Click to enlarge the cartoon. Drawing by Niyaz Karim
The world today is constantly changing. The global economy is still in a state of flux, with some developed economies enjoying a surge in business activity and employment, and others – for example, on the European continent – just trying to fend off the lingering consequences of the financial crisis. A shift of growth potential to the east and the emerging markets is becoming an increasingly important factor for securing growth on a global scale through international co-operation and trade.
In these circumstances all nations are searching for reliable sources of sustainable and healthy growth to support the livelihoods of their citizens and the success of their companies. Many countries share specific strategies and interests, which can be used for competition and collaboration between governments and corporations.
Take Russia and the UK, for example. Export of its natural resources, notably hydrocarbons, has been an important part of Russian growth policy for generations. It has driven foreign investment, infrastructure development, legal reforms, employment and many other domestic developments.
In the UK, the equivalent “natural resources” are financial services, a key element of the British growth agenda that has boosted many areas of economic activity in the UK.
Russia and the UK have been criticised for their over-reliance on hydrocarbons and financial services respectively. No country can afford to continue relying on age-old traditions and priorities to support national growth and achieve prosperity. Both countries are actively developing high technology, innovations and venture financing. Both governments agree this is a potential Klondike for entrepreneurs, investors, companies and governments alike, a source of employment, investment and development of the SME sector. I do not mean all such projects have to lead to household names as dominant as Facebook or Twitter – this is not the main point.
The British Government is creating favourable conditions for such companies and institutions. Apart from the well-advertised Shoreditch project, I am aware of certain investment support instruments and channels offered to hi-tech firms and new venture capital funds spring into life every month.
Russia has also made innovative development a key priority. Government policies are being implemented though big, well-financed institutions, including Rusnano, RVC (Russian Venture Company), the Skolkovo Foundation, as well as Vnesheconombank development bank. They are backed by Russian universities and corporations.
If it is to succeed, this work cannot be constrained by national boundaries. Helping SMEs and venture capitalists talk to their colleagues in other countries is just as important for their success as providing financing guarantees or new infrastructure.

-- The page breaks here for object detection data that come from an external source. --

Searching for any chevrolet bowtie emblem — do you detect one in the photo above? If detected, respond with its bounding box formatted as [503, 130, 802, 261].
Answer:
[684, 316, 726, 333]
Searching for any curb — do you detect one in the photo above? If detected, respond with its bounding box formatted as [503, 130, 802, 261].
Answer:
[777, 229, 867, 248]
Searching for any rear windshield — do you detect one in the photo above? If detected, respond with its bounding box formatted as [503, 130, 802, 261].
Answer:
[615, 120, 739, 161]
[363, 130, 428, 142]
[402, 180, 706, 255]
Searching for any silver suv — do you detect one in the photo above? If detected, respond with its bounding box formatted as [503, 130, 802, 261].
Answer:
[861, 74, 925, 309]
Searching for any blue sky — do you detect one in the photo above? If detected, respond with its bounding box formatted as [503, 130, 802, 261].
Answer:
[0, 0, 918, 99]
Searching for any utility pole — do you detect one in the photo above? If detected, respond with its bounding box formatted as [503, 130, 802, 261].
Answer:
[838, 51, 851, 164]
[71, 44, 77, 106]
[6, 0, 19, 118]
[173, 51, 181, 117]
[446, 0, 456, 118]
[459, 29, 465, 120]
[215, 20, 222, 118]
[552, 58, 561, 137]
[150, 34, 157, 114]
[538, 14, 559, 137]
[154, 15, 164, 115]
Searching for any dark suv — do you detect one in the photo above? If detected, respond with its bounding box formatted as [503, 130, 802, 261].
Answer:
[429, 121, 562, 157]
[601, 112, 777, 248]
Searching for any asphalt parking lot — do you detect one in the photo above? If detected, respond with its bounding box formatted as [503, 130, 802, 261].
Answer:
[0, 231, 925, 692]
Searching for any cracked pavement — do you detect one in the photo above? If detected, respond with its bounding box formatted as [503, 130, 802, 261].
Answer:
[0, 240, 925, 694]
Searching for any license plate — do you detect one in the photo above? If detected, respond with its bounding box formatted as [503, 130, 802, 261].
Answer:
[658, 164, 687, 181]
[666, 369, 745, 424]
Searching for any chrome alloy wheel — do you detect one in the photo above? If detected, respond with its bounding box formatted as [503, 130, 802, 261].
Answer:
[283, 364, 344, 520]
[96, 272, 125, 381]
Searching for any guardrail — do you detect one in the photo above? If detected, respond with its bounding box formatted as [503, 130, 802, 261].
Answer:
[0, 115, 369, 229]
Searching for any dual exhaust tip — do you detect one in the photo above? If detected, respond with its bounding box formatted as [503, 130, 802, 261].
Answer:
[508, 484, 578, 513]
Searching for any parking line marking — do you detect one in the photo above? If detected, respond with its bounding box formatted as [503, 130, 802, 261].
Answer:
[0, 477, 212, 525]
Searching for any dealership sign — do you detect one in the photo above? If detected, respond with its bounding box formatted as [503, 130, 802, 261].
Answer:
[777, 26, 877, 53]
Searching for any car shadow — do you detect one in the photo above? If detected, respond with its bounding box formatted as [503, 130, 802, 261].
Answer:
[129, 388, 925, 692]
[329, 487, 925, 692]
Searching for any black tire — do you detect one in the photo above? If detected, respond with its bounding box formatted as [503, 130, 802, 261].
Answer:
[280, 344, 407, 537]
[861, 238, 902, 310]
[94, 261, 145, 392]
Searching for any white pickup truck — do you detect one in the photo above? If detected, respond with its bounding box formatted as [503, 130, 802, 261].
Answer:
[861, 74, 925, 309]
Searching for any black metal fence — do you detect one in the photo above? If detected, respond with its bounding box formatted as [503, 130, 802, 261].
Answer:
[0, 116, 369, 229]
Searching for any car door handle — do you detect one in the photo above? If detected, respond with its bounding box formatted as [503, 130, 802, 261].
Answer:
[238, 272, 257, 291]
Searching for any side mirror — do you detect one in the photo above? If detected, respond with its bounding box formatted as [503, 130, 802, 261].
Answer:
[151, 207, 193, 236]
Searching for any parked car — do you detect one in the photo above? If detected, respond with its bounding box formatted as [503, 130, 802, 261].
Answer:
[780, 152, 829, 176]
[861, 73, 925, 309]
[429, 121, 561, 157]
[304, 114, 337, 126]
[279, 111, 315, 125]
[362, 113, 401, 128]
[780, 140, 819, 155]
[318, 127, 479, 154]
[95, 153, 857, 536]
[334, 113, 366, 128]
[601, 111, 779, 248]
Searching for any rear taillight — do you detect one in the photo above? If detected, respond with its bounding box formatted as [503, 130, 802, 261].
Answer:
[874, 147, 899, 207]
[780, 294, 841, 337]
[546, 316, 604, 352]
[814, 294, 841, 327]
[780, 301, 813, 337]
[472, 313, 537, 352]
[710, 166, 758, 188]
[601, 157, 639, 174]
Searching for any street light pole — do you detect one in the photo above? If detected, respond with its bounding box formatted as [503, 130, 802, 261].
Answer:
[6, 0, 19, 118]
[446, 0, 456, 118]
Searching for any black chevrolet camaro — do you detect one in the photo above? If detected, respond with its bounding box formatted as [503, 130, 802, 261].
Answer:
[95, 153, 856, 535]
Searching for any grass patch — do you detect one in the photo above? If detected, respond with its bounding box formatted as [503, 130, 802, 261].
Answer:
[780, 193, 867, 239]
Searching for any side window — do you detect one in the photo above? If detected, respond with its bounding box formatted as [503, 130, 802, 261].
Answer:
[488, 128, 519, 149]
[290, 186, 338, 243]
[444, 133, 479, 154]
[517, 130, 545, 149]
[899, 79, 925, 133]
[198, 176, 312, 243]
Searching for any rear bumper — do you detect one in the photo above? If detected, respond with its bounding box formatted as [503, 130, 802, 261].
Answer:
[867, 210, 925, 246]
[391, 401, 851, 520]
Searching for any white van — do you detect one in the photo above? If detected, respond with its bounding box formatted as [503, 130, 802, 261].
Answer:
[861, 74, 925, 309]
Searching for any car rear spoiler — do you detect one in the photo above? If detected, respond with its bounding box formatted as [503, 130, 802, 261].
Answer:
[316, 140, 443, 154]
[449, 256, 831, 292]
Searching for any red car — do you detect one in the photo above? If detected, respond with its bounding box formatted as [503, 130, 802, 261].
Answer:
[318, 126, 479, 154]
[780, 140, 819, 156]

British companies are very active globally and so are Russian institutions. Skolkovo, Rusnano, RVC, private firms and individual entrepreneurs are building relationships and constantly looking for partners, including in the UK, with some interesting projects in the pipeline.
The trend is backed by the two governments – prospects of co-operation in innovation were first discussed by the Russian president and the British Prime Minister in 2011. Efforts in this area will be touched on at the forthcoming session of the bilateral Intergovernmental Steering Committee to be held in Moscow in mid-November with the Russian first deputy prime minister, Igor Shuvalov, and UK Business Secretary Vince Cable presiding. There is a plan to create a dedicated networking platform for Russian and British innovators and venture investors to share thoughts and discuss working together.
The world is constantly changing. The ability to innovate and support new technologies not only provides us with a potential source of growth, but also gives us a wonderful opportunity to co-operate more closely. The dividends of such work can easily be shared.
Alexander Yakovenko is Russian Ambassador to the United Kingdom. He was previously Deputy Minister of Foreign Affairs.